The Finns tended to settle in those parts of America which were geographically most similar to their homeland. This usually meant Michigan, Wisconsin, Minnesota and Massachusetts. Significant numbers worked in the copper mines at Calumet, Michigan and the granite quarries of Quincy, Massachusetts. Detroit was another popular destination for Finnish people.
Over half of all Finns that arrived in the United States lived in rural areas. It was claimed you could always tell a farm owned by a immigrant from Finland because of its buildings. This included a traditional bathhouse and its distinctively-shaped hay barn.
Most Finnish settlers were Lutherans and tended to hold progressive political views. Finns were active in trade unions and the early socialist movement in the United States.
Emigration reached its peak in 1902 when 23,000 Finns arrived in America. By 1920 there was 273,000 people from Finland in the United States. This meant that this group constituted only about 1.1 per cent of the total foreign-born population in the country. Several talented artists and performers from Finland have moved to the United States since the war including the film directors, Renny Harlin and Aki Kaurismaki and the classical composer Esa-Pekka Salonen.
An investigation carried out in 1978 revealled that since 1820 over 33,000 people emigrated to the United States from Finland. This amounted to 0.1 per cent of the total foreign immigration during this period.
Primary Sources
(1) Carl Wittke, We Who Built America (1939)
The Finn has demonstrated many qualities that make a desirable pioneer. Like his Scandinavian neighbors in the West, he is preserving, tenacious and thrifty. He has come to America to stay and is generally eager to complete the naturalization process as soon as possible. He appreciates public education and, in the Northwest, has been called "the backbone of the night school." Politically, the Finnish-American has been a progressive, and a large percentage of Finnish workers are ardent Laborites and Socialists.

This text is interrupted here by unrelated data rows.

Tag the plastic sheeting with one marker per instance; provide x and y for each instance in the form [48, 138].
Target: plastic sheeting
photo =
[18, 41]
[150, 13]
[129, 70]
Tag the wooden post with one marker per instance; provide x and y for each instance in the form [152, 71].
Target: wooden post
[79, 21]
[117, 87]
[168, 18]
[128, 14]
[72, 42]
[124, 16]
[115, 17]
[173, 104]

(2) S. P. Orth, Our Foreigners (1921)
It is the consensus of opinion among competent observers that Scandinavians have been the most useful of the recent great additions to the American race. They were particularly fitted by nature for the conquest of the great area which they have brought under subjugation. Above all, the Scandinavian has never looked upon himself as an exile. From the first, he has considered himself an American.